The Brazilian system for environmental administration constitutes sisnama which comprises a Superior Council (Government Council), an advisory and decision-making board (conama), a central body (environment secretariat of the President of Brazil) and an executive arm (Brazilian Environmental Protection Agency and Renewable Recourses or ibama). A debate is currently on whether the people will be able to know about matters pertinent to the environment but outside the purview of these departments. Tabet takes a sanguine view: "This should not be a problem. Relevant documents in all sections of the government will be made accessible." A lot would depend on the detailed rules and regulations that are to be drafted within a year to enforce the legislation.
"In Brazil, the federal law lays down the general articles; it does not go into specifics. It is the states and municipalities which then enact regulations to enforce the federal law in letter and in spirit," points out Tabet. "So this act should have a cascading effect in the states. In pursuance of this, the government has recently enacted a law making it mandatory for all agencies to divulge information regarding genetic patrimony," he reveals.

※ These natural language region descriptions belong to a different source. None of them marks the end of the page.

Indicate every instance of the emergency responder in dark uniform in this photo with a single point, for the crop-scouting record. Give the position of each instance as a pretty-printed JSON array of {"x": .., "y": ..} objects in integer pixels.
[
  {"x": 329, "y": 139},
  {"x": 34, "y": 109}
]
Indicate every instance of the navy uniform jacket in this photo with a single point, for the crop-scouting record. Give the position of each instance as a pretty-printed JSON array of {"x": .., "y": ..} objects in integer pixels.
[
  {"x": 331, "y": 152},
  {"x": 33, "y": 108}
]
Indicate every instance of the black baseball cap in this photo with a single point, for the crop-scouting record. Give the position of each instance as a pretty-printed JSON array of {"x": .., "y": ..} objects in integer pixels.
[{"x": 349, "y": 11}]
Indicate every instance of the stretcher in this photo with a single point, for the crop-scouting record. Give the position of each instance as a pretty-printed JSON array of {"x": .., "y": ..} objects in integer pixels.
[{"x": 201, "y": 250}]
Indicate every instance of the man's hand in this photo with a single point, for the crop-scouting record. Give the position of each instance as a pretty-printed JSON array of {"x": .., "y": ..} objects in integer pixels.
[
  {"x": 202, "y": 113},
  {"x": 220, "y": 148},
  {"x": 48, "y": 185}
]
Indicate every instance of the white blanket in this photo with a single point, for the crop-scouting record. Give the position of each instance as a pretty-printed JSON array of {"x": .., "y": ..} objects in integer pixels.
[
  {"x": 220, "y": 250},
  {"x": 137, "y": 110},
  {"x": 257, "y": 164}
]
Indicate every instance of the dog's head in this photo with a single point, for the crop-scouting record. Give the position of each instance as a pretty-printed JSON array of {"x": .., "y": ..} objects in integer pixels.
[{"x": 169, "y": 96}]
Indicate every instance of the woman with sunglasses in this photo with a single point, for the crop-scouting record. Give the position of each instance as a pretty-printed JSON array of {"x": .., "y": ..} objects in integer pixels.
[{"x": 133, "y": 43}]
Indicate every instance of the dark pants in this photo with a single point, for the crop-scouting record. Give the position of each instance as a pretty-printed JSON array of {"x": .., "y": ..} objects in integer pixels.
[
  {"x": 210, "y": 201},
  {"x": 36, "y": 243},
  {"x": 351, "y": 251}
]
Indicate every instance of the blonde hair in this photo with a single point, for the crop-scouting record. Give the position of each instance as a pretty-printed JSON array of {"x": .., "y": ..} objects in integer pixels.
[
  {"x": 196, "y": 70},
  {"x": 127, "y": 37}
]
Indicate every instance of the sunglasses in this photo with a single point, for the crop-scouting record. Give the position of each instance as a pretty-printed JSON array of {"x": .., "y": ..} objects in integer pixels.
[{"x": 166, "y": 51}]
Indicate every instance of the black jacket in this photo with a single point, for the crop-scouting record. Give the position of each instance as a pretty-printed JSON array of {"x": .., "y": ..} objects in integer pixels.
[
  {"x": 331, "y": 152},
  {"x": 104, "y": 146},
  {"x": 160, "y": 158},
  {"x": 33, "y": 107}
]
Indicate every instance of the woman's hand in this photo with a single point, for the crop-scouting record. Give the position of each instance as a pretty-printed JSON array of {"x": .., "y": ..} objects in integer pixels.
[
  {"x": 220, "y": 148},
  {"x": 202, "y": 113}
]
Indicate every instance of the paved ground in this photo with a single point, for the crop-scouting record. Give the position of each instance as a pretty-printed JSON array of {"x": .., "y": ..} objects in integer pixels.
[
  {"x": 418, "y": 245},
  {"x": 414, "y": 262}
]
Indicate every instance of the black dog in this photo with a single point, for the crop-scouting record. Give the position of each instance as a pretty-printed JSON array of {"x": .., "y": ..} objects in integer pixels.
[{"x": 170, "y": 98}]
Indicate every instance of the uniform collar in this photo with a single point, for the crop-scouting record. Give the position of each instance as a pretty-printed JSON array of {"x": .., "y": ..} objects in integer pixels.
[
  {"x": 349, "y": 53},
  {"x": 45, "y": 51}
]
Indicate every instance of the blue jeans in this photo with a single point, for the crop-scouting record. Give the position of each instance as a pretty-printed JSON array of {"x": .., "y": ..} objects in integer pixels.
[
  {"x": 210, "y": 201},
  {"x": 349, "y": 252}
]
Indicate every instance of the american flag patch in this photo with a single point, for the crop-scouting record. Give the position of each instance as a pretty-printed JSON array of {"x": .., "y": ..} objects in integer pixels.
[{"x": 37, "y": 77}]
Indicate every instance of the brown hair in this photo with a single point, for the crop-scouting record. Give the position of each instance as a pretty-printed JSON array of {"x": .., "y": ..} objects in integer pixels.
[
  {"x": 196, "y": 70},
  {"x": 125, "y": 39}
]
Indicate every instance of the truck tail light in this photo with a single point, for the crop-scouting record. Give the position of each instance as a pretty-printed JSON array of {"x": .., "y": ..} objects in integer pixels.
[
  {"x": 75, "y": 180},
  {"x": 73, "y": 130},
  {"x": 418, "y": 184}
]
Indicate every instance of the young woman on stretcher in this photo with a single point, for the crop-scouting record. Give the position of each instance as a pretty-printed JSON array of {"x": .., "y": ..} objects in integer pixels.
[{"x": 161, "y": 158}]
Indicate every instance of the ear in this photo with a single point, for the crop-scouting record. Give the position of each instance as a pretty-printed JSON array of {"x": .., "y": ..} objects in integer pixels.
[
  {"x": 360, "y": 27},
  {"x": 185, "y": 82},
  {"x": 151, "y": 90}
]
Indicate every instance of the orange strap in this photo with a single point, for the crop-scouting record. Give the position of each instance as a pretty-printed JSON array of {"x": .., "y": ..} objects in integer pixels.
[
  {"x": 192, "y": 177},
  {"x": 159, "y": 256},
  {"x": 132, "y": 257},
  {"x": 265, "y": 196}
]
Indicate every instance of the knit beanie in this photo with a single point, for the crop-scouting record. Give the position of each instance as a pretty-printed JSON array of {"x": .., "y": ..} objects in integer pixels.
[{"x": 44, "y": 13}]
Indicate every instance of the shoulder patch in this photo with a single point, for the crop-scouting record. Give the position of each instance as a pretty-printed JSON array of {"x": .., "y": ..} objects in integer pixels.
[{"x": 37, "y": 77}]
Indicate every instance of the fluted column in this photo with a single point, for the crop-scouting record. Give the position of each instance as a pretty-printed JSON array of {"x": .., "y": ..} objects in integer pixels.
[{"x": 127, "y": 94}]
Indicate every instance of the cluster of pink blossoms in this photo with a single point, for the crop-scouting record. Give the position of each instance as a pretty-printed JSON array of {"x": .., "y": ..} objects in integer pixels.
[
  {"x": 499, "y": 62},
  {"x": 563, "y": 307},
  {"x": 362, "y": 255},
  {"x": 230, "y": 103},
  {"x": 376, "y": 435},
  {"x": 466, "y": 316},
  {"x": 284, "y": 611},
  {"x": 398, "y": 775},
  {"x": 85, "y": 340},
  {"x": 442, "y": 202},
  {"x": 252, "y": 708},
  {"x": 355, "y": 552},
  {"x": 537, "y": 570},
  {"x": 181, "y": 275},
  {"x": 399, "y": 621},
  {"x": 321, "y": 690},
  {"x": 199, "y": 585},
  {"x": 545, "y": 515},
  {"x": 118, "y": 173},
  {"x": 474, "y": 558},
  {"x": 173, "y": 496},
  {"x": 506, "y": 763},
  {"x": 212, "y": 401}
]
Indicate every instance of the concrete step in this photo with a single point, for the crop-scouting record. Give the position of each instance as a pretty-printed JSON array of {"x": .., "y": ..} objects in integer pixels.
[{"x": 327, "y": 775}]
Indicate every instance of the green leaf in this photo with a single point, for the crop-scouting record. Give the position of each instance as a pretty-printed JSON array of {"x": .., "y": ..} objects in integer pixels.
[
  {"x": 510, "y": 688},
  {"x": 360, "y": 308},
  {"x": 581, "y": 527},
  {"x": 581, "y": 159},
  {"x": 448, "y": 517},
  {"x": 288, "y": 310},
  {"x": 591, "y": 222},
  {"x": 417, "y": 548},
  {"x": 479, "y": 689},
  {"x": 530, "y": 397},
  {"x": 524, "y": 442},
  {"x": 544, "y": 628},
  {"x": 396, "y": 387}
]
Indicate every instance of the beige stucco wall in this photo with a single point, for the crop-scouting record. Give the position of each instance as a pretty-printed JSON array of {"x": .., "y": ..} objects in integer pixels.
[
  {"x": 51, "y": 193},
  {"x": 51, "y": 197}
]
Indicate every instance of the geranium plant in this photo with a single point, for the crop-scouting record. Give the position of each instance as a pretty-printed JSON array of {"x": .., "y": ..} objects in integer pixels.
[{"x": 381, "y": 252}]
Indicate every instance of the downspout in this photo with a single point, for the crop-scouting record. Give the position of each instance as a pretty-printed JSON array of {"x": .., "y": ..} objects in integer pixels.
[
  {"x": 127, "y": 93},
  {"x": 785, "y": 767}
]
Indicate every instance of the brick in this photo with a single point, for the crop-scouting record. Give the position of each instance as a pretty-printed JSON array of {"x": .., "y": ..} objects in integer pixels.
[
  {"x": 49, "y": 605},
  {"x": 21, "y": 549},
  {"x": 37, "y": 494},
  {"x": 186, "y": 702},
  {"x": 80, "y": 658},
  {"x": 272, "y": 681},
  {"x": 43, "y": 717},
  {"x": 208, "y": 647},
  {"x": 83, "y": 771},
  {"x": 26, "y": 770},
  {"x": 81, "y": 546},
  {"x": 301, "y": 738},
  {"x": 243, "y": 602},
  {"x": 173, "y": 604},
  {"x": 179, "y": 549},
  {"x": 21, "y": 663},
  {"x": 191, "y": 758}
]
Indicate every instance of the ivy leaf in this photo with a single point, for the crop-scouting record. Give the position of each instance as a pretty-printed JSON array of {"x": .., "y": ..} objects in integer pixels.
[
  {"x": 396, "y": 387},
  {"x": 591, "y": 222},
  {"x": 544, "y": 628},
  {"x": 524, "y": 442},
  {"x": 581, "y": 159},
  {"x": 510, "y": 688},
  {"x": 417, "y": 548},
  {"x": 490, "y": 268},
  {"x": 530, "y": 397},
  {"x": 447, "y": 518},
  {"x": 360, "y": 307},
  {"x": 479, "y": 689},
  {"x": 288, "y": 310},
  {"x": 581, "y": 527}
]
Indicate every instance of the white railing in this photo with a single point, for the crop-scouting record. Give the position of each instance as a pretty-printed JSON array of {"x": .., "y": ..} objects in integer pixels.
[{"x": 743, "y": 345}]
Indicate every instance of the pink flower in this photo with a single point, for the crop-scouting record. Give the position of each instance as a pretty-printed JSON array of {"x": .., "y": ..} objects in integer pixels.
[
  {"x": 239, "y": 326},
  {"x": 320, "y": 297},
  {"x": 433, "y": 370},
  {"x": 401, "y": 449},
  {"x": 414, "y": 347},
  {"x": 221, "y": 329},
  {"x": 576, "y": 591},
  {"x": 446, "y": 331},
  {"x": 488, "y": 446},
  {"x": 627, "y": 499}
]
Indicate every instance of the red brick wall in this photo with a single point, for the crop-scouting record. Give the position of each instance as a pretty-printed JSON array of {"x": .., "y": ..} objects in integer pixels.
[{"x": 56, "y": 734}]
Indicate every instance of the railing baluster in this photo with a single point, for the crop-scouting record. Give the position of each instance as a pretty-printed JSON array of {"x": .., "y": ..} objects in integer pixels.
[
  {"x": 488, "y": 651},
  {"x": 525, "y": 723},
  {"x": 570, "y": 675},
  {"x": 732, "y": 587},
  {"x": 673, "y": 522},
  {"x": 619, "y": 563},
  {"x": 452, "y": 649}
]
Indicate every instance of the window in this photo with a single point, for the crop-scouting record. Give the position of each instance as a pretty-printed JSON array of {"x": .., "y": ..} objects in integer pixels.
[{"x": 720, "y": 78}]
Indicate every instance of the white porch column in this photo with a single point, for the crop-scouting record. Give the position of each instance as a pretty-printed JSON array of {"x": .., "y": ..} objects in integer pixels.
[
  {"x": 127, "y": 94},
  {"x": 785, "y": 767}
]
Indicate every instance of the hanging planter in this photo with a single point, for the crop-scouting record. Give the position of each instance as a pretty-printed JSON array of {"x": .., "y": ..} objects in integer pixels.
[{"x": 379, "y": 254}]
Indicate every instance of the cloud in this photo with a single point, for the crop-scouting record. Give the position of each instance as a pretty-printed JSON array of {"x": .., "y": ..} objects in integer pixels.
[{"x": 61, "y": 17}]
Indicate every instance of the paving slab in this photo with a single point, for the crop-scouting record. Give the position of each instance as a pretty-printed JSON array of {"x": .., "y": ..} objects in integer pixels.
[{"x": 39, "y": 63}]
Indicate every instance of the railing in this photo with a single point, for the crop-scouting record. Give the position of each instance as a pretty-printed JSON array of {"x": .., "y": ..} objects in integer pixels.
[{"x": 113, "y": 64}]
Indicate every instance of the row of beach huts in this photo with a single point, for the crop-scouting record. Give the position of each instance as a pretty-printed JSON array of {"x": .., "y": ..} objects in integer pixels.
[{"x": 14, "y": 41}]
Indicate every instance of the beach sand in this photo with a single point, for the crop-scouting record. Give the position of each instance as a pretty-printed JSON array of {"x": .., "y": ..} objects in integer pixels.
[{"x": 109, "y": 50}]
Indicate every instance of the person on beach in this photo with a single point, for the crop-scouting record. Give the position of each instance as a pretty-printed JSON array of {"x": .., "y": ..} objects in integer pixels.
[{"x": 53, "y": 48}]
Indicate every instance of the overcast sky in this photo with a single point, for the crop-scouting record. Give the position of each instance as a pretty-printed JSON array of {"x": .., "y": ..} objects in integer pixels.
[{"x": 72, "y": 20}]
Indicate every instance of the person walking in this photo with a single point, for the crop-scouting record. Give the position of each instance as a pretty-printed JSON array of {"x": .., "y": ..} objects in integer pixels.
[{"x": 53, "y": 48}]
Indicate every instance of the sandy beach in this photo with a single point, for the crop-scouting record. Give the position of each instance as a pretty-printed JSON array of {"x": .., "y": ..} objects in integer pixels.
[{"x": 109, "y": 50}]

But other experts are less optimistic. They opine that despite Brazil's beating its Latin American cousins at legislating and its borrowing ideas liberally from Europe's Aarhus convention (see box: In Europe's footsteps ), implementation remains dismal. Pendergrass exudes scepticism: "At the end of the day, a law is only as good as implemented." Shekhar Singh, co-chairperson of the International Task force on Transparency, a multilateral body that advocates the right to information, also strikes a note of caution: "We have seen from the South Asian experience that the fine print matters the most. In the Brazil's case, the problems may be compounded because it does not have any provisions to penalise officers who default on the articles of the law."
All the same, Singh admits that Brazil's law scores over those of other developing countries in that it was notified within 30 days of being passed by parliament. As against this, India's Delhi Right to Information Act came into force nearly a year after being legislated.
In Brazil, the actions of the government agents are governed by a separate piece of legislation whose implementation has been specious, avers Tabet. He remarks: "Under the new act, one cannot yet think of prosecuting government officials for clamming up. They are steeped in the old bureaucratic mould. It shall take some time to usher in change." The wait might be worthwhile, considering the effort that went into getting the legislation enacted in the first place, feels Fabio Feldmann, the author of the original bill and a member of the Brazilian congress.
A source within ibama alleges that much was given away during the protracted negotiations to get the bill passed. "The law was based on a resolution adopted by the state of Sau Paulo. So it incorporated some issues that had already been tested in practice. Anyhow, there are definitely failures in the final text that was approved," contends the ibama insider. But David Hathaway, a renowned activist from Brasilia, counters, "It's a start, however timid, and in that it is good."
Another lawyer following the matter closely observes: "The law gives access only to those documents 'that deal with environmental matters' and to only 'environmental information'. This can lead to many disputes. Government officials may argue that information sought is extraneous because the Brazilian regulations do not define either environmental matters or environmental information." Some others believe that it might work to the public's advantage, as courts and advocates would have the freedom to interpret the clause freely.
Brazil has taken the first step. The trudge ahead may be uphill but lawyers, activists and environmentalists such as Furriela and Feldmann promise to continue spearheading the people's empowered movement against environmental degradation.